The cards will automatically be sent to the president, the consumer's two state senators and local members of Congress. While wording may differ, the one constant line is “I'm One for the Parks. It's time you were One for the Parks too.”

“Ideally, at the low end, we hope to send 30,000 e-postcards to members of Congress [and the president],” Stagnito said, adding that this may go as high as 100,000. If this promotion succeeds, PhotoPoint hopes to acquire between 50,000 and 100,000 new members, she said.

The national parks campaign is supported by ads that run in magazines and guides sold in parks and on travel-related Web sites.

Add to this effort help from AmazingMail.com, a service that allows users to create custom postcards on their computers and to send them to real mailboxes by the U.S. Postal Service.

AmazingMail will support the parks initiative by contributing free hard-copy postcards for mailing to friends of each electronic postcard sender. The sender has to furnish the street mailing addresses of these friends. The postcard will ask the sender's friends to visit PhotoPoint and to send electronic postcards of their own.

But the interesting development is the data that is gathered from visitors to PhotoPoint's site. In the past, PhotoPoint required members who posted photos to furnish only their e-mail addresses. Now, participants in this new initiative also are expected to yield opt-in details such as ZIP code, age, gender, city and state.

Once this information is provided, PhotoPoint will start sending opt-in consumers targeted pitches for products and services such as photo accessories and the development of prints. The dot-com is in talks with retail chains to allow consumers to drop off film rolls at stores for uploading onto the PhotoPoint site. Store customers can then choose online the prints they want to process.

PhotoPoint also is exploring other revenue-generating opportunities, such as the willingness of members to pay for regular and premium memberships, cookies and cakes that bear photos of their choosing and items that can be personalized.
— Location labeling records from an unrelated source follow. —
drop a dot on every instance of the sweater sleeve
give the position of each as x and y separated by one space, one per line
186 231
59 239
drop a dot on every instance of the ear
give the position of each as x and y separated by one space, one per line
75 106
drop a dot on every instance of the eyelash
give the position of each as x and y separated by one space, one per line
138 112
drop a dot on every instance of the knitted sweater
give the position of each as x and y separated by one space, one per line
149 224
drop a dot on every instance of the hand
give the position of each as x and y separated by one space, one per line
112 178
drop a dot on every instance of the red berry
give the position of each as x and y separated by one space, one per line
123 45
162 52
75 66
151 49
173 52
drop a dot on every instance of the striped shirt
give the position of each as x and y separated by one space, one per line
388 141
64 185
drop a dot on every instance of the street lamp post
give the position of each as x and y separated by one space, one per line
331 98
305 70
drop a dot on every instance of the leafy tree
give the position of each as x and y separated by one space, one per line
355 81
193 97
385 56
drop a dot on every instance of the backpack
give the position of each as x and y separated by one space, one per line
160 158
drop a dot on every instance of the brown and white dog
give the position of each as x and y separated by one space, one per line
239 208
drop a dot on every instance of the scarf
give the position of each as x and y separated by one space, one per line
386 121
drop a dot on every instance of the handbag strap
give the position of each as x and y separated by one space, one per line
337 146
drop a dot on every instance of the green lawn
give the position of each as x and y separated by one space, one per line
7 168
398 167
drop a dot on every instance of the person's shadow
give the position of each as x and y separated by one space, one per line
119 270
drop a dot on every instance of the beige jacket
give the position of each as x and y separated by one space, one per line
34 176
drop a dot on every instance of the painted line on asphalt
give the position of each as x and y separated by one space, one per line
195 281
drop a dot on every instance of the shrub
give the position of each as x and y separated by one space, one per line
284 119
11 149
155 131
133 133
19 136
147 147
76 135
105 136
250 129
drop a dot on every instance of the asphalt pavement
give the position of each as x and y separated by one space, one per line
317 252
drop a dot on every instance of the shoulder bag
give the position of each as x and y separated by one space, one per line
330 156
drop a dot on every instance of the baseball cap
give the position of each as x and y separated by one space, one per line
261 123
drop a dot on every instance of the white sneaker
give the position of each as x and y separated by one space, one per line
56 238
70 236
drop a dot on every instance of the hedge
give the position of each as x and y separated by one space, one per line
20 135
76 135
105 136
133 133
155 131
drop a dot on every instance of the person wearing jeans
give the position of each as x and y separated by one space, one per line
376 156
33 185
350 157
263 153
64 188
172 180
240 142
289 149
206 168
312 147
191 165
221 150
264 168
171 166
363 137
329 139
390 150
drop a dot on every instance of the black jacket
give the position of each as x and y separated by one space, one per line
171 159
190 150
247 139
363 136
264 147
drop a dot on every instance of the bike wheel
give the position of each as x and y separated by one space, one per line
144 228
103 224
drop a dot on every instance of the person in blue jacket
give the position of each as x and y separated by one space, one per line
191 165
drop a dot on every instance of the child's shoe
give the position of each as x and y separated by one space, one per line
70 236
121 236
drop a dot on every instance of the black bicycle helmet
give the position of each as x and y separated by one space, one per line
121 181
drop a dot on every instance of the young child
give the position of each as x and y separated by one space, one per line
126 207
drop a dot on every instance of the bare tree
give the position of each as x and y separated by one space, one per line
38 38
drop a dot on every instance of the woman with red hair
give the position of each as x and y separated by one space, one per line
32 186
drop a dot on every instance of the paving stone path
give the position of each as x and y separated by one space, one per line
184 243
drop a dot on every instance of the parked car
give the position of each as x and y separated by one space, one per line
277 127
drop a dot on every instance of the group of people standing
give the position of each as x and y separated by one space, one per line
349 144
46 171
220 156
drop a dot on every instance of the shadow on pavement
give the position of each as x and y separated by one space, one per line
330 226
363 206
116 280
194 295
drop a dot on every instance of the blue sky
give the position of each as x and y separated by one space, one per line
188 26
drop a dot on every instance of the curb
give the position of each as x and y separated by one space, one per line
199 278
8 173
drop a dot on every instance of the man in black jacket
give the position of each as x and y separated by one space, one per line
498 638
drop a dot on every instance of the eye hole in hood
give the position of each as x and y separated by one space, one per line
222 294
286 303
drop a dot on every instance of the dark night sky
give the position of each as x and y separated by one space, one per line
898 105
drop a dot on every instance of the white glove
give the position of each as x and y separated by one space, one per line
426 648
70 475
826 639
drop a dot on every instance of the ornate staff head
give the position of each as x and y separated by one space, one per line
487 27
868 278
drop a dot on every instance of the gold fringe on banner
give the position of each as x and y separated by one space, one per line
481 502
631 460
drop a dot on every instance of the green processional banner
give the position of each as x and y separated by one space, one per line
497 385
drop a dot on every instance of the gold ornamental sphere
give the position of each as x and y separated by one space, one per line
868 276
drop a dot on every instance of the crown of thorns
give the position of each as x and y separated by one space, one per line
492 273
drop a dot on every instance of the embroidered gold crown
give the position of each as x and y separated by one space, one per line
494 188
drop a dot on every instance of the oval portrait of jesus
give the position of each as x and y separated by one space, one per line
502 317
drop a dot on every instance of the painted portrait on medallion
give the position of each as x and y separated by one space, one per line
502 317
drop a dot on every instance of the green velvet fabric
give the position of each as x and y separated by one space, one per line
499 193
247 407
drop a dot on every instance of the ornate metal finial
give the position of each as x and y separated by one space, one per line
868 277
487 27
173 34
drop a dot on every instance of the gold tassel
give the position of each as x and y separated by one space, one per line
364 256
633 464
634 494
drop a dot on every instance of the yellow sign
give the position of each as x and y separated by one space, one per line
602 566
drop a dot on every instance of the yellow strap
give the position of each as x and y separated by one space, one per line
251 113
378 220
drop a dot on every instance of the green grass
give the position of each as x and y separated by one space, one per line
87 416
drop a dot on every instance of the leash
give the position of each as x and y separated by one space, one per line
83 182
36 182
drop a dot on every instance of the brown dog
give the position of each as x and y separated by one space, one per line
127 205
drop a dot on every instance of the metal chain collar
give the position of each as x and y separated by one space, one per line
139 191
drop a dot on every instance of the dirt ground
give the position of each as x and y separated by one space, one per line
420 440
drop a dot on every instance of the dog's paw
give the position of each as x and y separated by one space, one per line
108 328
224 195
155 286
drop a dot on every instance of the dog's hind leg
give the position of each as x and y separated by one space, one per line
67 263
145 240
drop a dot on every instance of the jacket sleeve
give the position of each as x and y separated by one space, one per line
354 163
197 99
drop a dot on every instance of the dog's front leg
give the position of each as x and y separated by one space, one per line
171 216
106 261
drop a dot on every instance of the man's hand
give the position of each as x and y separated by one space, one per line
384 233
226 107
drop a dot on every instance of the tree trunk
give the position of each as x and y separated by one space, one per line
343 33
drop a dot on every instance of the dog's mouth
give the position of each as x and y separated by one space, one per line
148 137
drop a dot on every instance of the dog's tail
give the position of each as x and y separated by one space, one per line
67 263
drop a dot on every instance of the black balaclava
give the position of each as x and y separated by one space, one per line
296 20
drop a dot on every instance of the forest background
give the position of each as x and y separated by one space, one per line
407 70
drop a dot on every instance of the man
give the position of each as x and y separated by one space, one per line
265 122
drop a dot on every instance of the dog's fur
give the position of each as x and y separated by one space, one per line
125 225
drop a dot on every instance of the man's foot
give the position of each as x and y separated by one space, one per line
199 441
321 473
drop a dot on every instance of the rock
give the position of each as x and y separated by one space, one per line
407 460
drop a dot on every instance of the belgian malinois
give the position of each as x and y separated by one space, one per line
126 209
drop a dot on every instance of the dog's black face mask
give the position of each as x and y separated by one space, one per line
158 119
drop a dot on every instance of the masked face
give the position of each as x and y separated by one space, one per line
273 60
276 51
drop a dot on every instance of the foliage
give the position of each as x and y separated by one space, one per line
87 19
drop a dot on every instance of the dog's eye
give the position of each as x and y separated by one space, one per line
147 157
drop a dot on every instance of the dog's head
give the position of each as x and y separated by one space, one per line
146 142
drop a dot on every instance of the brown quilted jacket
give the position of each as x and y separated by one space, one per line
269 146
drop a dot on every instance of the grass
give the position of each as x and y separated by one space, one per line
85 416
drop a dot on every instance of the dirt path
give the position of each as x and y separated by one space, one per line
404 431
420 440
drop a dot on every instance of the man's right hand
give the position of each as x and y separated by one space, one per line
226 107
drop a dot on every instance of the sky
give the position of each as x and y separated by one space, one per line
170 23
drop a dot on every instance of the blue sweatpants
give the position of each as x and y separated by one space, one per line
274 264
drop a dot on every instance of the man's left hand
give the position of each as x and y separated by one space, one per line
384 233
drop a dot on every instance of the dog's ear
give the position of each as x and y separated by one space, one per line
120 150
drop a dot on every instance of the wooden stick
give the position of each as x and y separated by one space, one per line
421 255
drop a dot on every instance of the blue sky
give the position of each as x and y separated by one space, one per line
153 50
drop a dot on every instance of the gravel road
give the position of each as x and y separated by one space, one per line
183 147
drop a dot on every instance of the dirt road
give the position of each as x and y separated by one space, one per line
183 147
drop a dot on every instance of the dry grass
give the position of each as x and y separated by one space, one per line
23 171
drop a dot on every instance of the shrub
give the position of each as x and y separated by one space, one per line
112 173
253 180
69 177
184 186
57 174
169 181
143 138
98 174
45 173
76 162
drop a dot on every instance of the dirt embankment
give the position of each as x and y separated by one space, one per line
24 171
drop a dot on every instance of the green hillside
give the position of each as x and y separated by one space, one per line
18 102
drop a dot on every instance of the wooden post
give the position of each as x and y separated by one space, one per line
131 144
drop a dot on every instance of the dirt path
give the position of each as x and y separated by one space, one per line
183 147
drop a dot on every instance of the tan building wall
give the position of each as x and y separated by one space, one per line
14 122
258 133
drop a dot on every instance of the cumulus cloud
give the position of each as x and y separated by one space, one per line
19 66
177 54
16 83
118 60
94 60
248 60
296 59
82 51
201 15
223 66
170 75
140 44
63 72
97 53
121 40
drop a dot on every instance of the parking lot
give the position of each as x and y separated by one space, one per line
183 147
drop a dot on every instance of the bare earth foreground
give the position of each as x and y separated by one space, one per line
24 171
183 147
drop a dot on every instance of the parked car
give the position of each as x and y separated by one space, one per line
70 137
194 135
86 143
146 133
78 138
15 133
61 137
Sources of revenue for PhotoPoint currently include paid advertising on the site and sales of books, gifts and cameras through links with Amazon.com and iPrint.com.

The national parks promotion is a key step for PhotoPoint to corral more members, gain better demographic data on them and then sell services and products in an online photo category that often is identified more with free services than e-commerce.

“It's a significant way in how online photo-sharing sites will have to monetize their services,” Stagnito said of her company's efforts.